In situ monitoring of nonlinear physical aging and anti-aging in polymer-based separation membranes

Abstract

Glassy polymers are systems out of equilibrium, the theoretical description of physical aging effects on polymeric membranes for gas separation has thus far remained elusive. Herein, we introduce an in situ positron annihilation method combined with a series of time-dependent permeability for thermally rearranged polymer (TR-1), polymer with intrinsic microporosity (PIM-1), carbon molecular sieve (CMS) membrane and mixed matrix membrane (PIM-1-C, PIM-1+10wt% COF-316) during the aging process, to provide a fundamental micro-mechanism of relaxation and the form of expression for transport behavior. The challenging issues of accurate quantifying free volume and defining that in terms of measurable quantity have been addressed.
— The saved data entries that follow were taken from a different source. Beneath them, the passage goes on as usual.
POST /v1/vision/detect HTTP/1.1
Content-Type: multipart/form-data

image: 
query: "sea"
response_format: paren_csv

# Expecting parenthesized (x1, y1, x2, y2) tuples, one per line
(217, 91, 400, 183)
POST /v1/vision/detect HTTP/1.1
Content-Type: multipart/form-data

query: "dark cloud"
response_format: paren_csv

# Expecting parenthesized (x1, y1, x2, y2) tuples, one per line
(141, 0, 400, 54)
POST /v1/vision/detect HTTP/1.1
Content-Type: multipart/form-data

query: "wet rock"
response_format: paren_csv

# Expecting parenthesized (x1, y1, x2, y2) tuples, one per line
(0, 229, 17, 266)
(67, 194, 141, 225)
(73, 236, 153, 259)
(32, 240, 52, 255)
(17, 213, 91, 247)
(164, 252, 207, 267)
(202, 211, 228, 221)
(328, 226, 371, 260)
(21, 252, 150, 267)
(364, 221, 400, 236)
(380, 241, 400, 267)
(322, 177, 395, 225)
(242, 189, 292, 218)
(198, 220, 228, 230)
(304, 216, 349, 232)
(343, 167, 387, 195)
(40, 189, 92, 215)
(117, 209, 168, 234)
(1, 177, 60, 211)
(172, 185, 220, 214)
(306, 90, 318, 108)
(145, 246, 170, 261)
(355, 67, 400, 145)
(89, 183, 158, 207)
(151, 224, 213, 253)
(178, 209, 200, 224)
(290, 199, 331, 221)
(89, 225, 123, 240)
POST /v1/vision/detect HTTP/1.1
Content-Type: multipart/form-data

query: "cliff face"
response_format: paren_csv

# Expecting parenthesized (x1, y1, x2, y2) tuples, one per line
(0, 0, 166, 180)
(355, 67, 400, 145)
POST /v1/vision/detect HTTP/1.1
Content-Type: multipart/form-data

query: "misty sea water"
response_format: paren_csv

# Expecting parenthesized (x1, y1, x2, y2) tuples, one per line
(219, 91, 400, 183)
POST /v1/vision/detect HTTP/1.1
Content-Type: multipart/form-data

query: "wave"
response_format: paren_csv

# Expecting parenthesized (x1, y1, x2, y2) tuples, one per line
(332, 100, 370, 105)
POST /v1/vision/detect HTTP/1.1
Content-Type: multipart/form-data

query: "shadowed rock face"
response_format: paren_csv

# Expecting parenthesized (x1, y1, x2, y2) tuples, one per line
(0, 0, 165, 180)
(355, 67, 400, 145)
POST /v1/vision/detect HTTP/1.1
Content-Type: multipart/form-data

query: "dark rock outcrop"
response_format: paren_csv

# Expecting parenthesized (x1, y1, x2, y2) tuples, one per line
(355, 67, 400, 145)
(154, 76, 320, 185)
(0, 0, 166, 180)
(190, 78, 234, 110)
The results indicate that the aging dynamics follow a stretched exponential decay function. Physical aging in PIM-1 differs from TR-1, as the different molding methods. Compared to semi-rigid polymer materials, CMS membranes exhibit the most demanding size-sensitive pairs due to their ultra-microporous structure during the densification process. The restricted diffusion of larger gases leads to irregular transport behavior, resulting in enhanced selectivity in aged membranes. Furthermore, a comprehensive understanding of the anti-aging process based on confinement effect is also monitored.